At the same time, it is clear from this book that the sacred life of Tibet is something that cannot be erased, despite the influx of millions of Chinese and the introduction of all that is inimical to what the Tibetans hold sacred. Throughout his book Dowman illustrates how this sanctity is more or less inherent in the hills, valleys, plains, peaks, rivers, rocks and caves of Tibet, even in the dust and the air as trodden and breathed by its people, and how, furthermore, it exists just as much in their language, their minds and in the very blood flowing in their veins. It can to some extent be suppressed, no doubt, but even so it remains latent, potent, gathering strength, re-emerging whenever and wherever circumstances permit.
The extensive section on pilgrimage includes a gazetteer of scores of major power places throughout Tibet, giving a brief summary of the lamas, lineages, history and features in each case. It all amounts to a staggering testimony to the accumulation of sacred power in Tibet over the millennia. Summing up with notes on the Tibetan diaspora following the Chinese occupation, and the growth of Tibetan Buddhism in the West, Dowman poses the question: “How has this tiny number from a nation of four million achieved such international renown? What is the secret of Tibetan success?”
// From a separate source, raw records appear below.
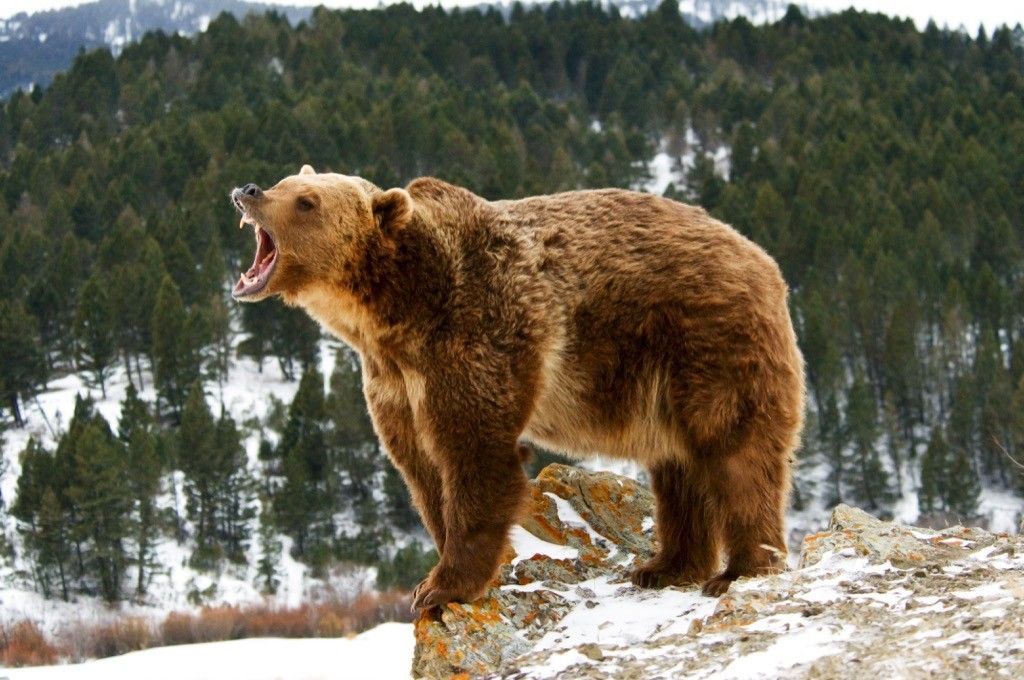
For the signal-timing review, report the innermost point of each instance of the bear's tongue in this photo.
(255, 279)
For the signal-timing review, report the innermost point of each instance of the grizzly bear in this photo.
(596, 322)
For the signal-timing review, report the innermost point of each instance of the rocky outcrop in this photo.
(868, 598)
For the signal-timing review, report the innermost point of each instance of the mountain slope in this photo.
(34, 47)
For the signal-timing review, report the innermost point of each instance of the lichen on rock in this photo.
(868, 598)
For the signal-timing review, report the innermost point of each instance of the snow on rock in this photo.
(383, 652)
(864, 597)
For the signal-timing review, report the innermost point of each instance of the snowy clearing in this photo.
(385, 651)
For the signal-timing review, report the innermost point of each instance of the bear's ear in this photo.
(392, 209)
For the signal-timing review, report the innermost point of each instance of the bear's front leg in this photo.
(474, 444)
(392, 417)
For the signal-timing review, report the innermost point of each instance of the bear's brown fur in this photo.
(600, 322)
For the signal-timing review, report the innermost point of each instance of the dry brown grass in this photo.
(25, 644)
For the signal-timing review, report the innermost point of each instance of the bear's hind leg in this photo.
(687, 529)
(751, 485)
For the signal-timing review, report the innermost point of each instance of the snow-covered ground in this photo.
(668, 169)
(383, 652)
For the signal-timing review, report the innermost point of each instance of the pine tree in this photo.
(304, 501)
(198, 457)
(870, 480)
(236, 491)
(104, 503)
(22, 364)
(963, 487)
(94, 328)
(218, 362)
(934, 464)
(267, 568)
(172, 348)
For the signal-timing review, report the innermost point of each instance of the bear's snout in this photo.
(249, 192)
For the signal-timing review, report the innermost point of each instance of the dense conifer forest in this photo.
(883, 167)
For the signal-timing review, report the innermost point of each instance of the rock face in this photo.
(868, 598)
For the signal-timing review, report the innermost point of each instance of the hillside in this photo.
(879, 164)
(35, 47)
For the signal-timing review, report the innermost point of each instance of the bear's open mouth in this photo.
(255, 279)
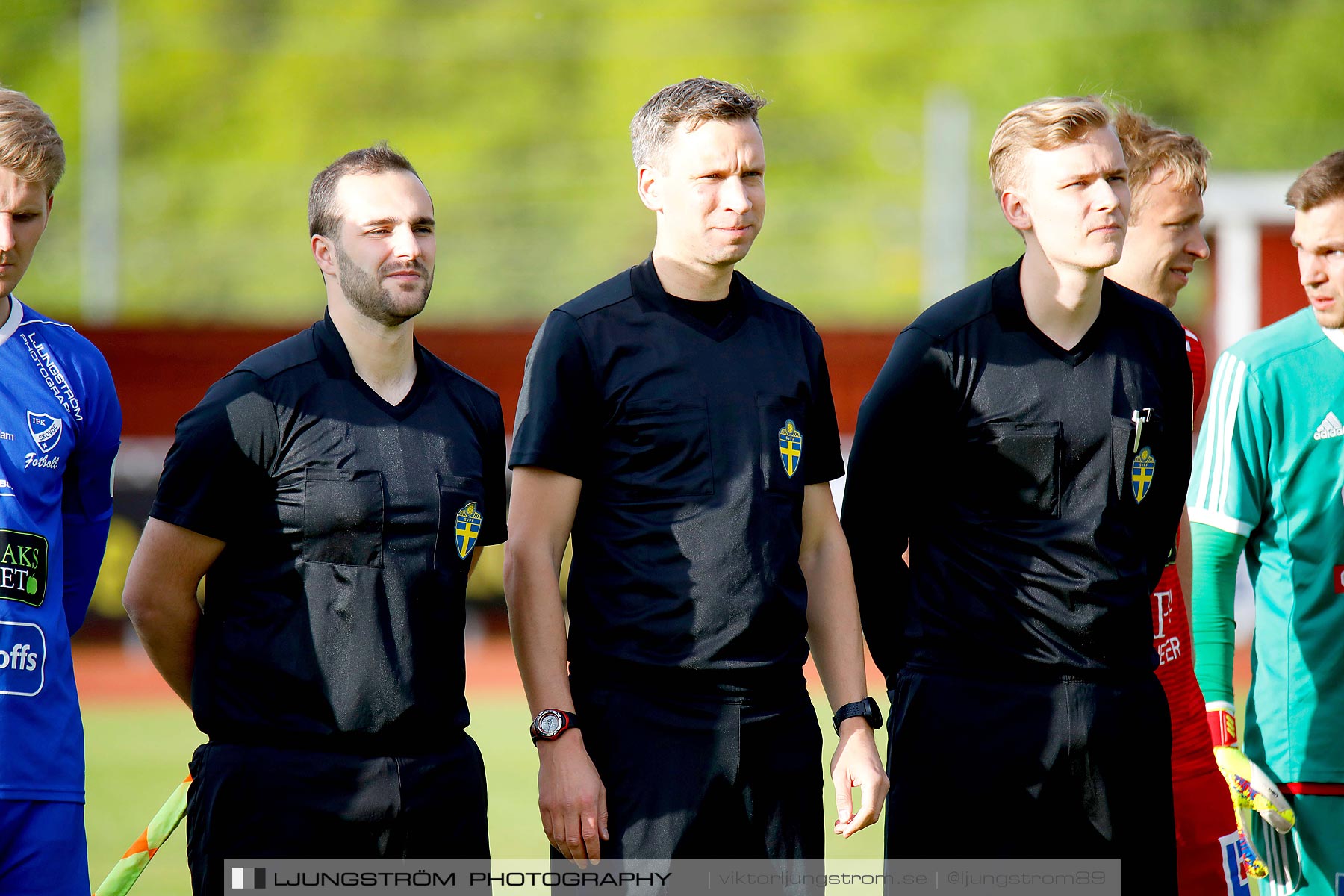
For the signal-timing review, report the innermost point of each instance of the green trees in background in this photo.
(517, 114)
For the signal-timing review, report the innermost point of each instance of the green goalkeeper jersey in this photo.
(1270, 467)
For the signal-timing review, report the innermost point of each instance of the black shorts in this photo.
(269, 802)
(1011, 770)
(706, 778)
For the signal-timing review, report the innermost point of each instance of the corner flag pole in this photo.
(127, 872)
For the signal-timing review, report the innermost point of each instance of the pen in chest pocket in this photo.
(1139, 418)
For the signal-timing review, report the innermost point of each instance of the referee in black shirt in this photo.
(334, 489)
(1030, 437)
(678, 422)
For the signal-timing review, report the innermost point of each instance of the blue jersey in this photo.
(60, 432)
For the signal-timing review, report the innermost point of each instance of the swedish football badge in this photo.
(1142, 473)
(791, 448)
(468, 527)
(45, 430)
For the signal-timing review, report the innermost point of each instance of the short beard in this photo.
(370, 299)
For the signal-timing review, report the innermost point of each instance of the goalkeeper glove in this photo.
(1253, 791)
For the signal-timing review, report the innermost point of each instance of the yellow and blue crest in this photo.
(791, 448)
(467, 529)
(1142, 473)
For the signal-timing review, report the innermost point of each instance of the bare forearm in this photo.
(167, 629)
(833, 623)
(537, 626)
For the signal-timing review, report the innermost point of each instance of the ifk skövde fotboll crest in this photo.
(1142, 473)
(791, 448)
(45, 429)
(467, 528)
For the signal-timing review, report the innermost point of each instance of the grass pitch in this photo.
(137, 753)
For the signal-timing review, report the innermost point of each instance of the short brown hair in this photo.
(30, 146)
(1159, 152)
(378, 159)
(695, 101)
(1045, 124)
(1319, 184)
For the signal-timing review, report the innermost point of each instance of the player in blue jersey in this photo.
(60, 430)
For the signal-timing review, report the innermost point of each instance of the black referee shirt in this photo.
(334, 615)
(1036, 524)
(694, 435)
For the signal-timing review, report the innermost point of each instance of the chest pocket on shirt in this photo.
(784, 444)
(1139, 472)
(461, 519)
(1012, 469)
(343, 516)
(662, 450)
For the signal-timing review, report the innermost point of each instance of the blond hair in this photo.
(30, 146)
(1319, 184)
(694, 101)
(1045, 124)
(1156, 153)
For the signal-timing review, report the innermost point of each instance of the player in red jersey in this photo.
(1167, 178)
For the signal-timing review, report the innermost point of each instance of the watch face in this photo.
(549, 723)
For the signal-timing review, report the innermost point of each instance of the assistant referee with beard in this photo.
(334, 491)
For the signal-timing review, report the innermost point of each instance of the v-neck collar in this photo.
(1011, 309)
(647, 287)
(335, 359)
(13, 321)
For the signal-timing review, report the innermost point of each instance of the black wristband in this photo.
(867, 709)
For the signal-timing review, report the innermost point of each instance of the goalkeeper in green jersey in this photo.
(1269, 480)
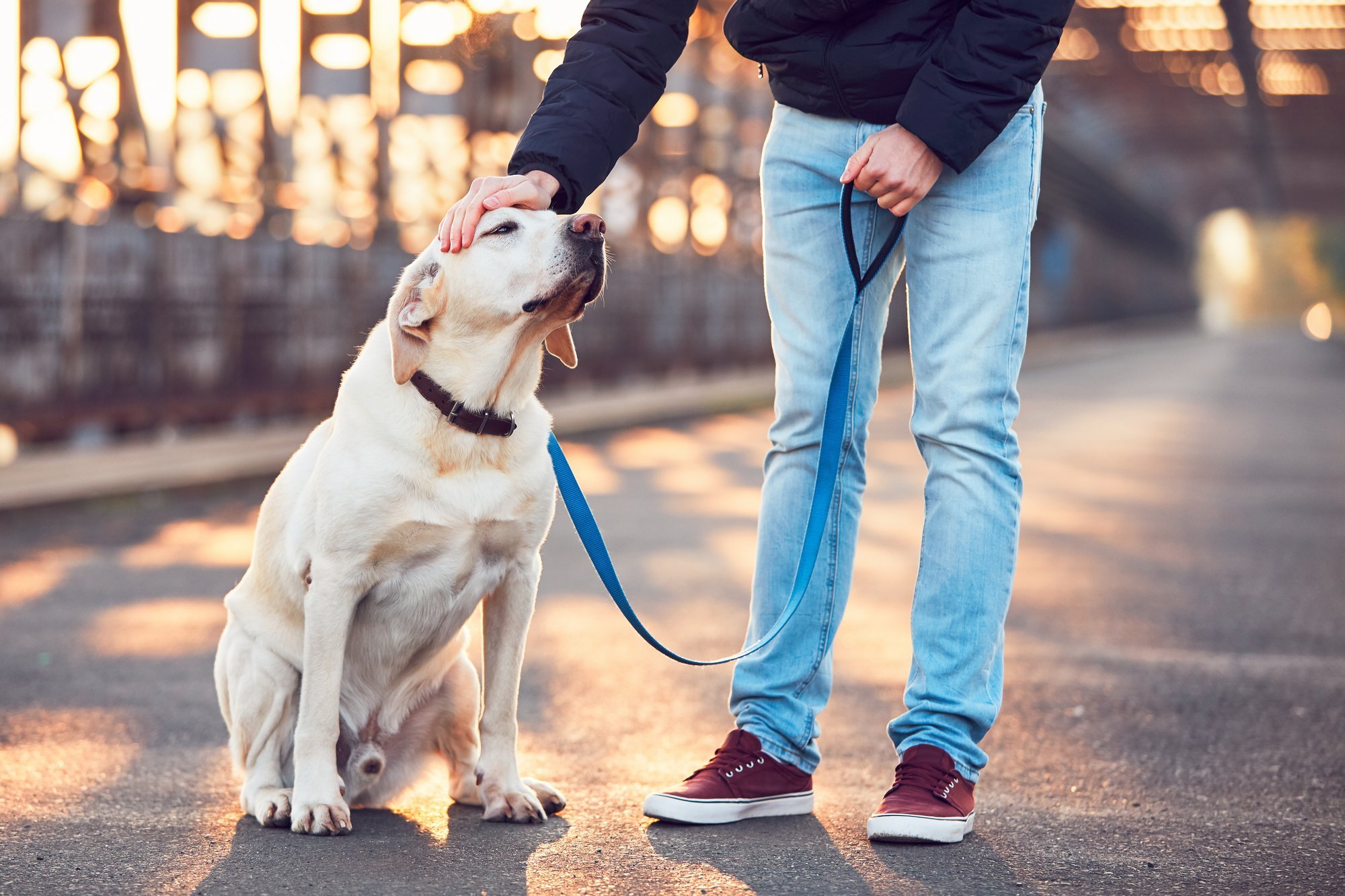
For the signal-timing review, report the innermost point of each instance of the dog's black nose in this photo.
(588, 227)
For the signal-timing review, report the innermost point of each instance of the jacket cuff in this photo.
(563, 201)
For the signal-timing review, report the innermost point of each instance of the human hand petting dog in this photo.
(533, 190)
(895, 167)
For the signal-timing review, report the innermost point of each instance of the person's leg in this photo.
(968, 249)
(779, 690)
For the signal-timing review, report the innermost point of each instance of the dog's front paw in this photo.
(271, 806)
(512, 802)
(547, 794)
(319, 815)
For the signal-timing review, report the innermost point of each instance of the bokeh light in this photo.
(220, 19)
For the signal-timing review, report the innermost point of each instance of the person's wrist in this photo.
(545, 182)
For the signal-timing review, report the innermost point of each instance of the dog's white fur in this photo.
(342, 670)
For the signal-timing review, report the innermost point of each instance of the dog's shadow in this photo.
(388, 853)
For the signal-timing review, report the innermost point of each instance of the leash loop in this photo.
(824, 487)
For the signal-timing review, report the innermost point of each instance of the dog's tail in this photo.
(367, 763)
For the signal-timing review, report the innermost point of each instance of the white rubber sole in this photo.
(919, 829)
(722, 811)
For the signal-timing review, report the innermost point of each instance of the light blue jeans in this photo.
(966, 249)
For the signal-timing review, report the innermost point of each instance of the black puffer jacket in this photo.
(952, 72)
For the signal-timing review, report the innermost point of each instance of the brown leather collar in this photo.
(482, 423)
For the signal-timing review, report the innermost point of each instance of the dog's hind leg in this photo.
(259, 693)
(459, 739)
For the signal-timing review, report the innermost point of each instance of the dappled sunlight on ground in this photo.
(161, 627)
(654, 448)
(50, 759)
(197, 542)
(38, 575)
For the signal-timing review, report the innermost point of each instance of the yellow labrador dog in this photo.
(342, 670)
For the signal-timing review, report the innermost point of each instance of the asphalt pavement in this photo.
(1175, 706)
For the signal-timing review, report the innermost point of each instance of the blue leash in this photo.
(824, 489)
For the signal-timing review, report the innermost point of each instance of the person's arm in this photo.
(615, 71)
(962, 99)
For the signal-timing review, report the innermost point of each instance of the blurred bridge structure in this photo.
(205, 204)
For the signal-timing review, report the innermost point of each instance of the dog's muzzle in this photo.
(590, 232)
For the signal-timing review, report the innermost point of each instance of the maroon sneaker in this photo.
(930, 802)
(740, 782)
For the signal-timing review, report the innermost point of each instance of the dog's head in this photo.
(527, 278)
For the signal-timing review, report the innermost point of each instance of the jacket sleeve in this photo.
(615, 71)
(985, 71)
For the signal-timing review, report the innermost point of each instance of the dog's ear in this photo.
(410, 314)
(562, 343)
For non-Tibetans who have developed a consuming interest in Tibet, what can often become a bewildering and sometimes conflicting, multi-dimensional profusion of spiritual, cultural and religious scenarios and compelling influences is here neatly labelled, classified and put into a well-ordered perspective. Moreover, the book, compared to some of the general guide books and other more academic works on the history and culture of Tibet, is a relatively easier and more enjoyable read, even in the wealth of nitty-gritty details provided. The Sacred Life of Tibet is fully accessible to anyone with a basic knowledge of and interest in Tibet and its culture.